Energy transfer and color-tunable emission in trivalent terbium/europium doped multi-component borosilicate glasses for white light-emitting diodes under ultraviolet excitation

Abstract

Multi-component sodium borosilicate glasses incorporated with trivalent terbium and europium ions in single and dual combinations via melt-quench technique were synthesized. Glasses doped with terbium and europium displayed intense green and red colors, respectively. The addition of various contents of europium ions to a pre-optimized content of 1.0 mol% terbium resulted in efficient energy transfer.
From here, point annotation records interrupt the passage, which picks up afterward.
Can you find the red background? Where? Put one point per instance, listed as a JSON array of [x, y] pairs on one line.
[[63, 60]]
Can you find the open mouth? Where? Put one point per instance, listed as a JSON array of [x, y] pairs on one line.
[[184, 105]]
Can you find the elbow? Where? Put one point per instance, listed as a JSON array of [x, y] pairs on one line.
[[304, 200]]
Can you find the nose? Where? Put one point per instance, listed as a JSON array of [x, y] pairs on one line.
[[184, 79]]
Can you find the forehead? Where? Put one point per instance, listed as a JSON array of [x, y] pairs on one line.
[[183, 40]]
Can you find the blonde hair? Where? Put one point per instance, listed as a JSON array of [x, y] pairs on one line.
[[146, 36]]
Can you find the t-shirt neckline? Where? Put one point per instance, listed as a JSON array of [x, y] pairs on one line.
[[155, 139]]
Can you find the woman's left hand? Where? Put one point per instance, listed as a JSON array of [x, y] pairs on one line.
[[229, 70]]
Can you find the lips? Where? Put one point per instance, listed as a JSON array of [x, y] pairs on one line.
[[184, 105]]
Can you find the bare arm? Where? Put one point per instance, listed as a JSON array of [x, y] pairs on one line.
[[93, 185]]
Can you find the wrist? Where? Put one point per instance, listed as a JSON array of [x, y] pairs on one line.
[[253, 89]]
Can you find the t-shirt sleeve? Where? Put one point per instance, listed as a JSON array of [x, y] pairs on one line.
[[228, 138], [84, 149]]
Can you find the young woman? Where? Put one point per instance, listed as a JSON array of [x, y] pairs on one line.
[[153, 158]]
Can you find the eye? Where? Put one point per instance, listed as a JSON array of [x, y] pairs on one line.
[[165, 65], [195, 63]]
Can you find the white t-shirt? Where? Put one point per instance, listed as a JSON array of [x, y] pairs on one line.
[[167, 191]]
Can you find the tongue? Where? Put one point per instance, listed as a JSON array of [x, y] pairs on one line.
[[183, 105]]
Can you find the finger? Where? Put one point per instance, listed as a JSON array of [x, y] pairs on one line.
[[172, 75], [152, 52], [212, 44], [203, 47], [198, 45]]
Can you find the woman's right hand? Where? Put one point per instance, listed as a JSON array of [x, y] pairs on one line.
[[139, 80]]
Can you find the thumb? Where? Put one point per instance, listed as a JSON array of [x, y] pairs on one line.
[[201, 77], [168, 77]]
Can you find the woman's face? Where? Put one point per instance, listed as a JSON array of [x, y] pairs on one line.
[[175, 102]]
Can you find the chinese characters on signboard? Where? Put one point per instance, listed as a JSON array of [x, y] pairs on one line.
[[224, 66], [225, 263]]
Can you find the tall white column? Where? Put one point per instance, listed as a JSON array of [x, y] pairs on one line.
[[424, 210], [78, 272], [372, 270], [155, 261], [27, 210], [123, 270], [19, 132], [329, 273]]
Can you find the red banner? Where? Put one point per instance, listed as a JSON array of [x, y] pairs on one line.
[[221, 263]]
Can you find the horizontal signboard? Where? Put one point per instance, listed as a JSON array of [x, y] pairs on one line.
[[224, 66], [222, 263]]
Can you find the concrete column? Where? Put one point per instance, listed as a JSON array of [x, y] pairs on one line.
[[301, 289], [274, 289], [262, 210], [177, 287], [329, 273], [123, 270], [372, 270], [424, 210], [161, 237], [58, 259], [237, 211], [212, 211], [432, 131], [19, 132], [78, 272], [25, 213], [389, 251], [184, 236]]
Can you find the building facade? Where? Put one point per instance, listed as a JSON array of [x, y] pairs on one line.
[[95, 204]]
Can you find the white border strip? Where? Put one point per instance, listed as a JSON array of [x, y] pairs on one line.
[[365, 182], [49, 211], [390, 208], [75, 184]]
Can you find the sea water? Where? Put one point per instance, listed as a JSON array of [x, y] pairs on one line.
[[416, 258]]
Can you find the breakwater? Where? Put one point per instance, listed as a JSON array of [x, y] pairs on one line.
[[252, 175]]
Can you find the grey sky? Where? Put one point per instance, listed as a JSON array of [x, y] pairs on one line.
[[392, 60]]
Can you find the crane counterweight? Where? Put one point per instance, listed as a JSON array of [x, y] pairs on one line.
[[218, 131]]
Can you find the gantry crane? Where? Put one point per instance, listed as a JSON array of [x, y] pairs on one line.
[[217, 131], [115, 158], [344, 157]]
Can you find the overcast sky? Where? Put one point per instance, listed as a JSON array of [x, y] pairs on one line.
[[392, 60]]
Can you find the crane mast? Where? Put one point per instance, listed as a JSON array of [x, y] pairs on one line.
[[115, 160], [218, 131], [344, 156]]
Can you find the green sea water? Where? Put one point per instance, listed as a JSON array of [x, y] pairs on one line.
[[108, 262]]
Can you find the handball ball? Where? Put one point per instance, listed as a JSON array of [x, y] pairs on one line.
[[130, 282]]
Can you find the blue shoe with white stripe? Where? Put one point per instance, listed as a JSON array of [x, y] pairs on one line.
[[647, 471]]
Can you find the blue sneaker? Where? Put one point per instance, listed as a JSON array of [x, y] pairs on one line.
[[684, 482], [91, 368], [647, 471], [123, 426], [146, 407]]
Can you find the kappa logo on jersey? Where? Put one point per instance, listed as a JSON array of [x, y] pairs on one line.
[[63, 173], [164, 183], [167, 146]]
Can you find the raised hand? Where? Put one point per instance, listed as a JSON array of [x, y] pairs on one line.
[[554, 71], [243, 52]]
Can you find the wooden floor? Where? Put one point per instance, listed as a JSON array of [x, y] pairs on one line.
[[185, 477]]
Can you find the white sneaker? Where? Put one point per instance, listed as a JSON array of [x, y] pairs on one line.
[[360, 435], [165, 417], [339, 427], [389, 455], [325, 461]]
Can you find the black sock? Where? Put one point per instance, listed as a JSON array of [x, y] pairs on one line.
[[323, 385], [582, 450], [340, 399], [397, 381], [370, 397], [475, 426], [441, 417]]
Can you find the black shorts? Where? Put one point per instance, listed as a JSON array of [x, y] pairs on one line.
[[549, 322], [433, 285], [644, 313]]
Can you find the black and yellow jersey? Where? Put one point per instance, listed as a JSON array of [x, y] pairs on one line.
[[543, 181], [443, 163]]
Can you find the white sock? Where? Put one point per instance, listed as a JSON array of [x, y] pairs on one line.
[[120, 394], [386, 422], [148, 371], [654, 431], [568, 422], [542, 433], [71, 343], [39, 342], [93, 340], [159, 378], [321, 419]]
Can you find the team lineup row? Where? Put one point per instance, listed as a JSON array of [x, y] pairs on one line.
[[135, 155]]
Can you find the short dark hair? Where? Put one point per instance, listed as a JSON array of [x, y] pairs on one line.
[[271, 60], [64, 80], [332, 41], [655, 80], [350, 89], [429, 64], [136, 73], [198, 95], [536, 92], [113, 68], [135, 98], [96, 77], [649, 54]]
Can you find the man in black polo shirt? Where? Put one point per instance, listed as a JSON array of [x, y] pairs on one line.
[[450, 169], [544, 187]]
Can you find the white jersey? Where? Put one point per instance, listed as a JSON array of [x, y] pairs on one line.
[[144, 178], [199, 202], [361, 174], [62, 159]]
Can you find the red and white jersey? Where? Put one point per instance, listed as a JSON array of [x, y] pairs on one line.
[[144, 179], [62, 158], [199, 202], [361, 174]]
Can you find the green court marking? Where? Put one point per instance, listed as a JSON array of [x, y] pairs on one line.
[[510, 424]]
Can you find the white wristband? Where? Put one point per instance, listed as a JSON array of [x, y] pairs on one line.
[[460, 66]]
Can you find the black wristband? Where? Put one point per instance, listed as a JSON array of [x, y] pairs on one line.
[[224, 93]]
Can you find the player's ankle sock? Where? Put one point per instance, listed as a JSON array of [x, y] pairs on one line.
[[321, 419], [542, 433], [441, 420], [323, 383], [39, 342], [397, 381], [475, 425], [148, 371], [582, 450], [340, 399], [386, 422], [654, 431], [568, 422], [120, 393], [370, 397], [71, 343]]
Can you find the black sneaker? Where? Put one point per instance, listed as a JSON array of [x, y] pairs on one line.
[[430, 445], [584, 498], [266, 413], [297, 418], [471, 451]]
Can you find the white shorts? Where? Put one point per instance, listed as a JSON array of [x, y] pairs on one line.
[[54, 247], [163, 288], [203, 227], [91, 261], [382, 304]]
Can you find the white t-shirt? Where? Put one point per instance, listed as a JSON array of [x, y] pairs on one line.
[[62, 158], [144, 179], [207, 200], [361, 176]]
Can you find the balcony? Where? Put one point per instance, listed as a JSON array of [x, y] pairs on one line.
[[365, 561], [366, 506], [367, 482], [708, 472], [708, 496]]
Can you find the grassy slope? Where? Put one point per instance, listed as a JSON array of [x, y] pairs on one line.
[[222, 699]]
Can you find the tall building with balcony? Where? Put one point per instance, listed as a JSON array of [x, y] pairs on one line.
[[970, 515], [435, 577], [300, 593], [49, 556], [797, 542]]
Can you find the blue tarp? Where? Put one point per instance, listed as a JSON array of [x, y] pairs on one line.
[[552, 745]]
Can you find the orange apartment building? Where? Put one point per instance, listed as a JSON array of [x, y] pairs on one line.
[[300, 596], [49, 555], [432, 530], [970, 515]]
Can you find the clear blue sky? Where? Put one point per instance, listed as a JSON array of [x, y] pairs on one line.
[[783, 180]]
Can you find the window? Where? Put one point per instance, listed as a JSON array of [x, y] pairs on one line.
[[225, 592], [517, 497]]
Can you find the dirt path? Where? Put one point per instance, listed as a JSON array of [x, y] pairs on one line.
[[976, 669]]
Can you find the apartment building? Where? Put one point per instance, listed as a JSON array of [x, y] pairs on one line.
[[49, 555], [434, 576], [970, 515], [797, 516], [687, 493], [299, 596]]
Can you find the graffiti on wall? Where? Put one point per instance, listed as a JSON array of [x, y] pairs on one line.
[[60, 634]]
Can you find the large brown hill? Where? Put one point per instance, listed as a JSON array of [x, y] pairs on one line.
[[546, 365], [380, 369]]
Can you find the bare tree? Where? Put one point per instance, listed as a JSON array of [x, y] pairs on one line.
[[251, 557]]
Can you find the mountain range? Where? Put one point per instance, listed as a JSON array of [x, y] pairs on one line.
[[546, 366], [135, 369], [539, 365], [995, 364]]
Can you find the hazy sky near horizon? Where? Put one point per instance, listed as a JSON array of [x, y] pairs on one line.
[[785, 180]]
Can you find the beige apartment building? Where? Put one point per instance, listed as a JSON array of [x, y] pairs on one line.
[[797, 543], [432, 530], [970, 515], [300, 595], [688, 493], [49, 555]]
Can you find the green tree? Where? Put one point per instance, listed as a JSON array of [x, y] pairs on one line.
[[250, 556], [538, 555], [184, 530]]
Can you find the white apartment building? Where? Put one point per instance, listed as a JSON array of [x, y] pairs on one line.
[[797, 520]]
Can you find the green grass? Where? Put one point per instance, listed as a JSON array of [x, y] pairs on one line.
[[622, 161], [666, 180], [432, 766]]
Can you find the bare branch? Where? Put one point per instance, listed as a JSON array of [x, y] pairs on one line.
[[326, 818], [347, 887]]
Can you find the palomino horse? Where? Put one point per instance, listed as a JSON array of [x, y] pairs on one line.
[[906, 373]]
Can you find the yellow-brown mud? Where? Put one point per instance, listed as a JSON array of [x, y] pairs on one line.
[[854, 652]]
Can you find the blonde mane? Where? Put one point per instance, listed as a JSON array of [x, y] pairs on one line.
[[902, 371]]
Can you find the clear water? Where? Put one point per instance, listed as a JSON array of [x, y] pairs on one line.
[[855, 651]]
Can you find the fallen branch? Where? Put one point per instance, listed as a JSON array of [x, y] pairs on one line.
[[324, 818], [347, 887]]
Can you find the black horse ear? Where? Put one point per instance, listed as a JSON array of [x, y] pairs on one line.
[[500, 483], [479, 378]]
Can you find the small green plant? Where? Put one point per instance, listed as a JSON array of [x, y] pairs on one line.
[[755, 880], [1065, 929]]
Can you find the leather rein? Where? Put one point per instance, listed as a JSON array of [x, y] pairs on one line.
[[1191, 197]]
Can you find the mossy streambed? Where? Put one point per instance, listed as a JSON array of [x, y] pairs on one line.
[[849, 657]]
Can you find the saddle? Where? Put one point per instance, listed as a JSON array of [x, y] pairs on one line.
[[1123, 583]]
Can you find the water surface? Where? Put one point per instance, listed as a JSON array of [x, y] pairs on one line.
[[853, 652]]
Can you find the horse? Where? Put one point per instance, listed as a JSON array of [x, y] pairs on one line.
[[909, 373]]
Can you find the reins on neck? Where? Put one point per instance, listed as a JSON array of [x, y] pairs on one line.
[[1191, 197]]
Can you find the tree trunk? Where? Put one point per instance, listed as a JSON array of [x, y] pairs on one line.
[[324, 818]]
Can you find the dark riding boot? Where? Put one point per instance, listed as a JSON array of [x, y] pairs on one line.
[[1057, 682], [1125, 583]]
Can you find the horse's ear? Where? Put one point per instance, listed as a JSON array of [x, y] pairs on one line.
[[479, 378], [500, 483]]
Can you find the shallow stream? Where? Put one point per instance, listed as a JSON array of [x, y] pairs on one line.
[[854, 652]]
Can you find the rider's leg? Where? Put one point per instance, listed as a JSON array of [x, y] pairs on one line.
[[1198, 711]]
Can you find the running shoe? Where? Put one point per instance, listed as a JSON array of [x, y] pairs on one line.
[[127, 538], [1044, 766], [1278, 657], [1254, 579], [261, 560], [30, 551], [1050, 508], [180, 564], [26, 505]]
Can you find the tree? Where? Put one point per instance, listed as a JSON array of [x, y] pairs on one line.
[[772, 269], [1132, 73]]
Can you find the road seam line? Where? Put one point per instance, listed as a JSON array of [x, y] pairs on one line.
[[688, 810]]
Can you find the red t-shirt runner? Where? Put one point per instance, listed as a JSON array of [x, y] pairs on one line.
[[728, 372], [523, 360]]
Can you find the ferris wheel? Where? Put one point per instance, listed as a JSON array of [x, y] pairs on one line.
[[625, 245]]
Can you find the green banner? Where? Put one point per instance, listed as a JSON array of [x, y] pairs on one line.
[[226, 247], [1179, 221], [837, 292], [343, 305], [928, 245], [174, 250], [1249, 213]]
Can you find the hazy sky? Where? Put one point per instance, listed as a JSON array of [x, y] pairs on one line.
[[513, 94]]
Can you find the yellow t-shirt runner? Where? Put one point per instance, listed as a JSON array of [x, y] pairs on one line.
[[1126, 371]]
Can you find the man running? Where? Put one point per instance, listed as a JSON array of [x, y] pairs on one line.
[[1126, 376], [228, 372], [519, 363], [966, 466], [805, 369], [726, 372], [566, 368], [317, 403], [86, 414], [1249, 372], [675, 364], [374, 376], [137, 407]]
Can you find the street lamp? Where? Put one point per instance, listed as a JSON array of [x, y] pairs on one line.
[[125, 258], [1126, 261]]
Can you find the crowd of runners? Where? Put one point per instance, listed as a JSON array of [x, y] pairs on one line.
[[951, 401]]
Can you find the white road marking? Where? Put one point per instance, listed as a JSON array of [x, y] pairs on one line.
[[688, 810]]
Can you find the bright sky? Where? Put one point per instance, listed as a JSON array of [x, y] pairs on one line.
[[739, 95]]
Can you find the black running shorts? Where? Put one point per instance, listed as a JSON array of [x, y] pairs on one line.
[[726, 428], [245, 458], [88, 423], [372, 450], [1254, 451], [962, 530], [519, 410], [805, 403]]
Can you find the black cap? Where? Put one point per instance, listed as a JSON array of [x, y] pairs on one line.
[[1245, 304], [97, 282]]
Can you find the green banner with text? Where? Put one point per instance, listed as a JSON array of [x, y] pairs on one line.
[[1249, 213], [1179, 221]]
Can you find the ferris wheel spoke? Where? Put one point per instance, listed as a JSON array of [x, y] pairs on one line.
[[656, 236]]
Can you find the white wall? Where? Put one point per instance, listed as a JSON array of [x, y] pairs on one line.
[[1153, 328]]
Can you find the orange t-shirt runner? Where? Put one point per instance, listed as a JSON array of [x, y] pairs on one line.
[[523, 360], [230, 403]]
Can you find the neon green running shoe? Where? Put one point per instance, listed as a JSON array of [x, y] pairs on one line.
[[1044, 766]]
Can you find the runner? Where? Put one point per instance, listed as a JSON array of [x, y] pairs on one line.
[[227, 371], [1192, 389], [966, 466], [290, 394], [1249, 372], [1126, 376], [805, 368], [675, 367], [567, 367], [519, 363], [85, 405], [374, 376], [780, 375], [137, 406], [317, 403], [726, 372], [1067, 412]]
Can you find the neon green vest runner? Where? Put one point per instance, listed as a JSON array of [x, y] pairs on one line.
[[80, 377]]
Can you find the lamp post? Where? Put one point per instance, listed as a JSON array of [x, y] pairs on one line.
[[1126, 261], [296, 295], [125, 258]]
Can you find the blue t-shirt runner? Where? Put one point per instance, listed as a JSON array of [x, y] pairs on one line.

The process of energy transfer was analyzed by studying the overlap of emission and absorption spectra, luminescence properties, the decay of donor (terbium) emissions, the energy level scheme and energy transfer parameters (η and P) in the terbium/europium codoped glasses. Emission spectra and lifetimes of terbium (sensitizer) are decreased with the rise of europium content at 351 nm excitation due to sensitization of europium by terbium. The energy transfer between these ions is analyzed through Dexter's theoretical model, Reisfeld's approximation, and Inokuti-Hirayama models, which confirm that the non-radiative energy transfer from terbium to europium is predominantly governed by dipole-dipole interaction. The chromaticity coordinates are presented to comprehend the color tenability from green to red via yellow due to the co-doping of terbium to europium, to confer the suitability of this combination for achieving solid-state/ indoor lighting applications.